Training course: Machine learning and Destination Earth

ECMWF | Bonn | 23-27 February 2026

This five-day course focuses on machine learning (ML) for numerical weather prediction (NWP) and earth system modelling, in the context of the Destination Earth programme.

Destination Earth (DestinE) is an EU-funded initiative to develop digital twins of the Earth to better model and understand climate change and extreme weather.
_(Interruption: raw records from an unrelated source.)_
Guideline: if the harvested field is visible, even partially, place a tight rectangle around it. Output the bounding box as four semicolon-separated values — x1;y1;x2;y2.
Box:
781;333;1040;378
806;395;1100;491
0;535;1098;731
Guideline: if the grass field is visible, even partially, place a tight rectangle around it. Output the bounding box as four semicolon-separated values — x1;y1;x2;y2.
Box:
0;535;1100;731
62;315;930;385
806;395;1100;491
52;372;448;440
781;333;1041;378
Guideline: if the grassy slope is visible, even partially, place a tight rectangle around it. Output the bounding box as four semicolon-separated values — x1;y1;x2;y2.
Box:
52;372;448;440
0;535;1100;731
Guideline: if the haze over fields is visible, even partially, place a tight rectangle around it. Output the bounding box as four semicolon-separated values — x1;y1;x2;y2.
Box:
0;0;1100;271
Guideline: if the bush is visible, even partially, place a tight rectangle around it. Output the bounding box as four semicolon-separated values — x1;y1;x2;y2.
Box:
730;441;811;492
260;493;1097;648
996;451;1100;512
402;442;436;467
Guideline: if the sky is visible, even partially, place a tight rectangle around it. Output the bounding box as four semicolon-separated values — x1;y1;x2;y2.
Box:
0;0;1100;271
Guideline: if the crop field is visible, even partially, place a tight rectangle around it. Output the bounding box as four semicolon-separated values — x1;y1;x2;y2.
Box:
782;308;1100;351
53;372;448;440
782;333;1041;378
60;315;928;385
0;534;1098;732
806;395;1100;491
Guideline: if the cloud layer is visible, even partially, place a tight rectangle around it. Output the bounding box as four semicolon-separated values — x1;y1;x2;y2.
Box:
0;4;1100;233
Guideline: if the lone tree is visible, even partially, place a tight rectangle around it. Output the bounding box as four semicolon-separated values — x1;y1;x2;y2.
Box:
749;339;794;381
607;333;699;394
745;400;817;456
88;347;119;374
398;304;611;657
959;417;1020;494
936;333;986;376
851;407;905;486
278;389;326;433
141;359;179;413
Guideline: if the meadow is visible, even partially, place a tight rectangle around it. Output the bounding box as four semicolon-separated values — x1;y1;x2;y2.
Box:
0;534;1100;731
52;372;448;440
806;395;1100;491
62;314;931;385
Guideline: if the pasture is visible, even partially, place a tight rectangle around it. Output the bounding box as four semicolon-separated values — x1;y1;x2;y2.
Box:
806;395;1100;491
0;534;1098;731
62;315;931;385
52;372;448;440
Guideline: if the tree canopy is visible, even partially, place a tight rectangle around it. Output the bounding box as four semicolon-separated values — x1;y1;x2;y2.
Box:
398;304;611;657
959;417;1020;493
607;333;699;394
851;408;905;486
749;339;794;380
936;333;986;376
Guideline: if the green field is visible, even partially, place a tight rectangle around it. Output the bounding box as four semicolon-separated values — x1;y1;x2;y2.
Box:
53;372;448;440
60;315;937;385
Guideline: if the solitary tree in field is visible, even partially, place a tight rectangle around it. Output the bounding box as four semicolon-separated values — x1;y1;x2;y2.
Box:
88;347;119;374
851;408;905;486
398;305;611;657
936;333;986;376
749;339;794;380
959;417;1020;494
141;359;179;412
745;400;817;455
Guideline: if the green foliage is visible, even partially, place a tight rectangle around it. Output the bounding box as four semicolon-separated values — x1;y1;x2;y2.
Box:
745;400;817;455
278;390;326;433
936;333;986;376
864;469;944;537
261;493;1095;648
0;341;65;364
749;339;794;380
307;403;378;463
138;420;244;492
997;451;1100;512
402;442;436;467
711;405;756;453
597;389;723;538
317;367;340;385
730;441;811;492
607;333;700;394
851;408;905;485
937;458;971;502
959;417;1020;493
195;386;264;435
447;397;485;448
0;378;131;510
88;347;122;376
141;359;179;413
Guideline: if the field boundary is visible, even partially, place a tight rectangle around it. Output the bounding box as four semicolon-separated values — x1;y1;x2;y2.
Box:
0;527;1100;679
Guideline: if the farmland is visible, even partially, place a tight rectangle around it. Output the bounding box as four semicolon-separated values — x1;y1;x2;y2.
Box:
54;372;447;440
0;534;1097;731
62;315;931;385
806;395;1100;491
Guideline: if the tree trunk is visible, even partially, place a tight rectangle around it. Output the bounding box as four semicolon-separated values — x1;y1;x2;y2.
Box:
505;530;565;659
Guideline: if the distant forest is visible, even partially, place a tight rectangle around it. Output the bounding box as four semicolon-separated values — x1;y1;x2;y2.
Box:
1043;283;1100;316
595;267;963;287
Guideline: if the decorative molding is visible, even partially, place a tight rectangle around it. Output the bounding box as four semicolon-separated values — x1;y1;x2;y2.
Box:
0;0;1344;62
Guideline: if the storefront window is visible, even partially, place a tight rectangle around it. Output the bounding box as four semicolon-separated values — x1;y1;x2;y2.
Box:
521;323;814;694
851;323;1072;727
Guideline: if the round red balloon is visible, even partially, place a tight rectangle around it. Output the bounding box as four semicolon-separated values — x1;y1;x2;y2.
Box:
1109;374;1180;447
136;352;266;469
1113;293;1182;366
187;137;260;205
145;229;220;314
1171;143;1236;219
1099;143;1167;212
It is jointly implemented by ECMWF, EUMETSAT and the European Space Agency.

AI and ML are increasingly playing a central role in DestinE, and are being used to build ML-based earth system components such as ocean, sea ice and waves to complement the physics-based models underpinning DestinE's digital twins, supporting uncertainty quantification and enhanced interactivity.

This course will introduce those working in meteorology and climate science to the concepts and methods of modern machine learning, drawing on DestinE examples and applications and ECMWF's data-driven AIFS weather models. As there are many general courses on machine learning available – including free online courses – this course will have a particular focus on the use of machine learning in the domain of Earth System Sciences (ESS).

Main topics

The course will cover the following themes:

  • An overview on the use of machine learning in ESS
  • Introduction into the most important machine learning methods that are relevant for ESS, including deep learning approaches.
  • Examples for the use of specific machine learning tools across the weather and climate prediction workflow and how they can be prepared for use in operational predictions.
  • Data-driven forecasting, based around AIFS and the Anemoi framework
  • An overview of the DestinE programme and examples of how machine learning is being applied within DestinE.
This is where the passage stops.